The power to commit or fine for contempt is essential to the existence of every court. Business cannot be conducted, unless the court can suppress disturbances, and the only means of doing that is by immediate punishment. A breach of the peace in facie curiae is a direct disturbance and a palpable contempt of the authority of the court. It is a case that does not admit of delay, and the court would be without dignity, that did not punish it promptly and without trial. Necessarily there can be no inquiry de novo in another court, as to the truth of the fact. There is no mode provided for conducting such an enquiry. There is no prosecution, no plea, nor issue upon which there can be a trial. Indeed, the person is conclusively fixed with the act, for the record declares it to have been done in court, and the record is entitled to as much faith in that statement, as it is as to any other matter appearing by the record to have been transacted by or before the court. It mates it as certain, judicially speaking, that this person and another fought in the presence of the court, as that the court fined them therefor; and the fact cannot be controverted.

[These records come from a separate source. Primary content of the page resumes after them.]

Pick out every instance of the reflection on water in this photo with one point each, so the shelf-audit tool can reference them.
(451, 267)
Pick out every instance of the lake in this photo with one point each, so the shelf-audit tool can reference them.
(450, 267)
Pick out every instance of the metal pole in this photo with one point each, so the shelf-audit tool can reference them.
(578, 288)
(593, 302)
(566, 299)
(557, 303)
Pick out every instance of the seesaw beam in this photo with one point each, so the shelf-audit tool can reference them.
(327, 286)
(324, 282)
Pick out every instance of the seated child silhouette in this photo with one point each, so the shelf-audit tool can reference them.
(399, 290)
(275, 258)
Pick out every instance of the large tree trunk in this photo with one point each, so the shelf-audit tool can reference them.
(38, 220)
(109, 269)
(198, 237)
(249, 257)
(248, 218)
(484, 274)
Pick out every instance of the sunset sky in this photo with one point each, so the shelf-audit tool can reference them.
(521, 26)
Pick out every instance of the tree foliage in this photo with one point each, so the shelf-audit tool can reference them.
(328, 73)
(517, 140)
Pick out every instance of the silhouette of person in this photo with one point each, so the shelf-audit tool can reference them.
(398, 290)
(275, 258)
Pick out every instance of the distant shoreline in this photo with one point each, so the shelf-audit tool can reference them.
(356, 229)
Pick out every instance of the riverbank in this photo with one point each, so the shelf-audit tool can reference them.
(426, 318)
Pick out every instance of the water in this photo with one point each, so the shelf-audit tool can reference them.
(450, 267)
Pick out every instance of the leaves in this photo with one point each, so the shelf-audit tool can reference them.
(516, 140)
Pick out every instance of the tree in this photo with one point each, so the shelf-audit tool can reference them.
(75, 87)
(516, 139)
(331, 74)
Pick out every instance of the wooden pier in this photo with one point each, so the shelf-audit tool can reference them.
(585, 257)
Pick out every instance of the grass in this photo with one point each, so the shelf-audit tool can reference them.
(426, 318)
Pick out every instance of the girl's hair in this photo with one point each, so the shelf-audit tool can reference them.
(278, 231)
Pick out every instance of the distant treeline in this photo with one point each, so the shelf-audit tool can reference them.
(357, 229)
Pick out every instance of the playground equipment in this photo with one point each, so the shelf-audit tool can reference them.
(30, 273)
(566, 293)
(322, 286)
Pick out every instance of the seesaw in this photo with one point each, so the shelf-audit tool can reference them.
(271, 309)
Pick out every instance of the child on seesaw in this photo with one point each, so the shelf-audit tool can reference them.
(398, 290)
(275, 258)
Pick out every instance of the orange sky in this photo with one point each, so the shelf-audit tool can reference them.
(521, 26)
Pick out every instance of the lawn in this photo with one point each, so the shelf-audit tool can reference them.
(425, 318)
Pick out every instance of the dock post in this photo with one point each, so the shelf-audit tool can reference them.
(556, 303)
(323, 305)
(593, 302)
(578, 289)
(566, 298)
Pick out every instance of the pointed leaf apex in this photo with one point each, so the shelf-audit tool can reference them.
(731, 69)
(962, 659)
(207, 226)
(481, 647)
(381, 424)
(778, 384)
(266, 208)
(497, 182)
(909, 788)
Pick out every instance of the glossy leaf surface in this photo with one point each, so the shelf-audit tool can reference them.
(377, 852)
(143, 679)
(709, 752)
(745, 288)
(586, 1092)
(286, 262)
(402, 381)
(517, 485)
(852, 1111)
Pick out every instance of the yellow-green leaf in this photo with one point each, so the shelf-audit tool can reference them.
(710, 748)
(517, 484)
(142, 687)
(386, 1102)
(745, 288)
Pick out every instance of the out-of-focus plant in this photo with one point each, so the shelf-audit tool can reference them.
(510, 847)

The State v. Yancy. 1 Law. Repos. 119, establishes, that punishment for a contempt, and a conviction on an indictment for the same act, when a crime, are diverso intuitu, and will stand together. Besides, the fine for the contempt was here the first laid, and therefore could not be affected by the subsequent proceeding by indictment.
• Admitting then, that this writ of certiorari would lie in any case of the kind,- it was properly refused in the present; which will be certified accordingly.
Per Curiam, Ordered to be certified accordingly.